Paul Norton has alerted me to a new book by Michael Thompson, published by rightwng outlet Labor’s Forgotten People: The Triumph of Identity Politics It appears to be a rehash of Thompson’s Labor Without Class which I reviewed back in 2000 (reprinted over the fold).
One point mentioned in the review was a positive blurb from Martin Ferguson, who was clearly well on the path to his current position as a rightwing mining company hack, but still managed to pass himself off as a Labor stalwart for another decade or more.
The blurb of Forgotten People states that “this title is sure to cause a stir within the Labor Party membership”, and I’ll confine my remarks to the title.

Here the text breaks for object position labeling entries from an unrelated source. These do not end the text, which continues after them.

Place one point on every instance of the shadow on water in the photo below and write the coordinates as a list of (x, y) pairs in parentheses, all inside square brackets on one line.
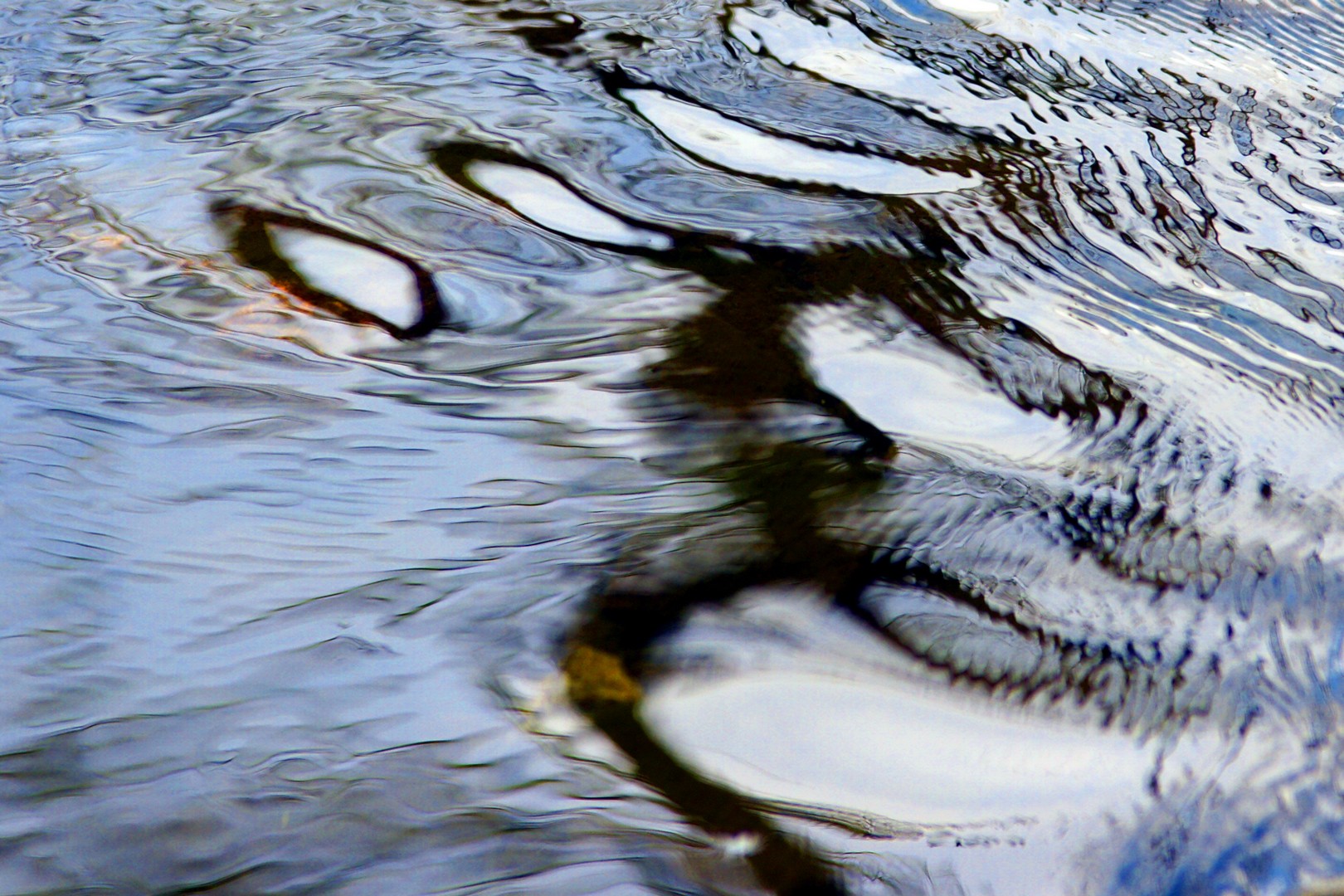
[(1054, 226)]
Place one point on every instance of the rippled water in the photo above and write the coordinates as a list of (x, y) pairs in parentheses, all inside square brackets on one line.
[(672, 446)]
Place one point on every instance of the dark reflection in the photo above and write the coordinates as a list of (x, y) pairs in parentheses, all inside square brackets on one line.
[(738, 356), (254, 232), (1166, 570)]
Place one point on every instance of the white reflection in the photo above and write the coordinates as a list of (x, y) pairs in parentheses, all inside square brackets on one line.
[(746, 149), (941, 402), (366, 278), (552, 204), (806, 738)]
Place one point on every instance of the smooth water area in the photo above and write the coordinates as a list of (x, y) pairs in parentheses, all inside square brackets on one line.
[(611, 446)]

The idea that the left had an excessive focus on identity politics was popular, and not entirely baseless, back around 2000. But it’s been obvious for years that it’s the right that is dominated by identity politics.

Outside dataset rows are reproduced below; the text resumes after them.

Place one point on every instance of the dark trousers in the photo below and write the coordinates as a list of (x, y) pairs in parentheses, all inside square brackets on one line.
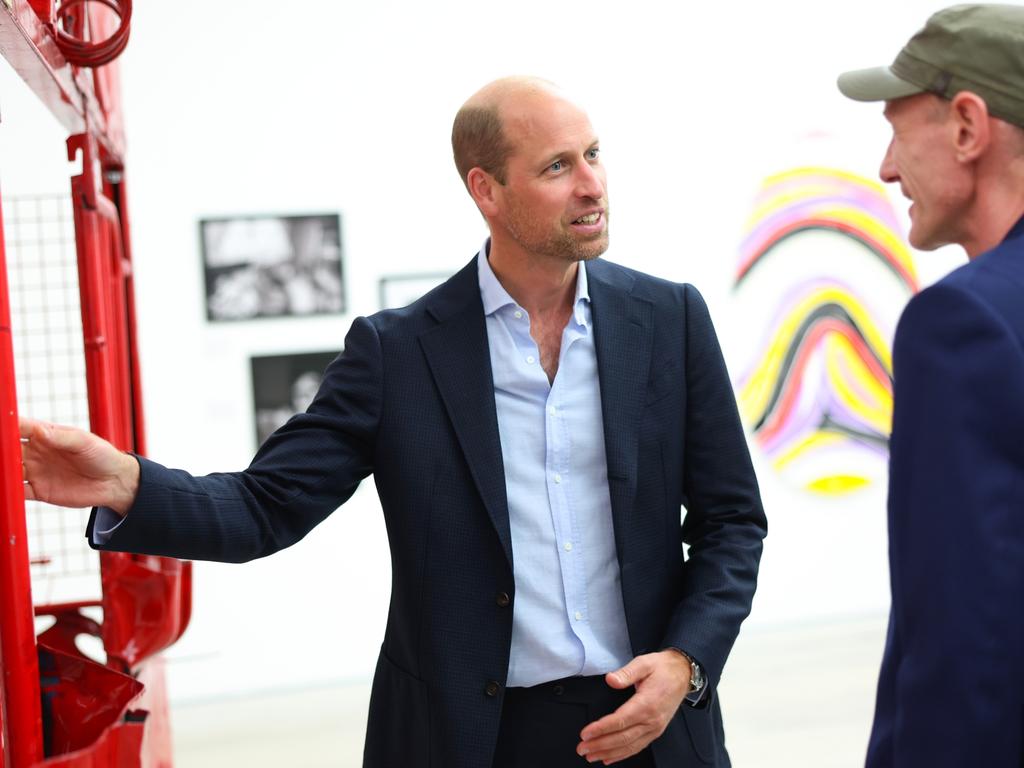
[(541, 725)]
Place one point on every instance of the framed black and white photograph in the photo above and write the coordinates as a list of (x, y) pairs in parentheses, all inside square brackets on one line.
[(402, 290), (272, 266), (285, 385)]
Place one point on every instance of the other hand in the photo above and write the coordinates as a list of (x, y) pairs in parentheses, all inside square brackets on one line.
[(73, 468), (662, 681)]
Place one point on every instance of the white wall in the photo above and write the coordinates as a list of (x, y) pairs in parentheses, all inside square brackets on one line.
[(260, 107)]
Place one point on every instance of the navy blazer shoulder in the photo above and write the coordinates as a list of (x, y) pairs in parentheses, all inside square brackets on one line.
[(950, 688)]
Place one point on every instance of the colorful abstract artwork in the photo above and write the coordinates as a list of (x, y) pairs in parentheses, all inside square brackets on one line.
[(822, 276)]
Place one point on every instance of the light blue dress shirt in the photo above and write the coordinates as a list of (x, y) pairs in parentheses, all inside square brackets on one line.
[(567, 614)]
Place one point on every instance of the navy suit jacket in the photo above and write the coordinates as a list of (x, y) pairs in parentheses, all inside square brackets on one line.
[(411, 399), (951, 689)]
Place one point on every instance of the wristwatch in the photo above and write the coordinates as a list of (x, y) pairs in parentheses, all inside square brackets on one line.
[(697, 680)]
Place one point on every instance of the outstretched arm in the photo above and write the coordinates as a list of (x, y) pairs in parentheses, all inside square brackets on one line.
[(74, 468)]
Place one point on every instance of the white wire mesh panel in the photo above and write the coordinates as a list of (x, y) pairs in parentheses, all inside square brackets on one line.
[(49, 375)]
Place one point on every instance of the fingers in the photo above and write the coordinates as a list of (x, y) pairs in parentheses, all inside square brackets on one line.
[(26, 426), (629, 675), (627, 716), (617, 745)]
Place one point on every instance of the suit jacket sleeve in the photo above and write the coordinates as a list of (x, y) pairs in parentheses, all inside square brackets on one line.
[(301, 474), (953, 658), (725, 521)]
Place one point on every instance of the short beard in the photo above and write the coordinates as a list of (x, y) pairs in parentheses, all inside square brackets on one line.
[(557, 245)]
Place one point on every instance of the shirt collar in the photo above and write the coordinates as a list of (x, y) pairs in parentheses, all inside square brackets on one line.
[(495, 296)]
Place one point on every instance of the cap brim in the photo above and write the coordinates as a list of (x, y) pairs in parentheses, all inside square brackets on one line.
[(876, 84)]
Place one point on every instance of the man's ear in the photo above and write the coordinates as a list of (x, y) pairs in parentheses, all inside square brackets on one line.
[(973, 126), (484, 189)]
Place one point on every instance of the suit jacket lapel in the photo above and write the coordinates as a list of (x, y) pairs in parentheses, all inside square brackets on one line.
[(459, 356), (623, 340)]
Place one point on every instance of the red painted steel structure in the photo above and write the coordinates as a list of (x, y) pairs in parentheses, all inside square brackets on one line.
[(84, 714)]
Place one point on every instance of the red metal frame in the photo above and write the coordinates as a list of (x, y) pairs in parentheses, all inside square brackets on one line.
[(22, 724), (84, 714)]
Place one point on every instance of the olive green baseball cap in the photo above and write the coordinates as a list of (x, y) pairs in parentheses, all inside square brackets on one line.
[(977, 48)]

More precisely, it’s what might be called “default identity politics”, the idea that “real Australians/Americans/Englishment” are white (more specifically Anglo-Celt) heterosexual Christians, working in private sector jobs, and living in rural and regional areas. The policies of the right don’t actually help people like this (their benefits are directed to high-income earners and wealthy retirees), but attracts their vote by reassuring of them of their superiority over urban “elites”
Labor without Class was wrong in all important respects, but at least it was up with the times. Thompson’s latest is an absurdity in the era of Trump, Johnson and Morrison.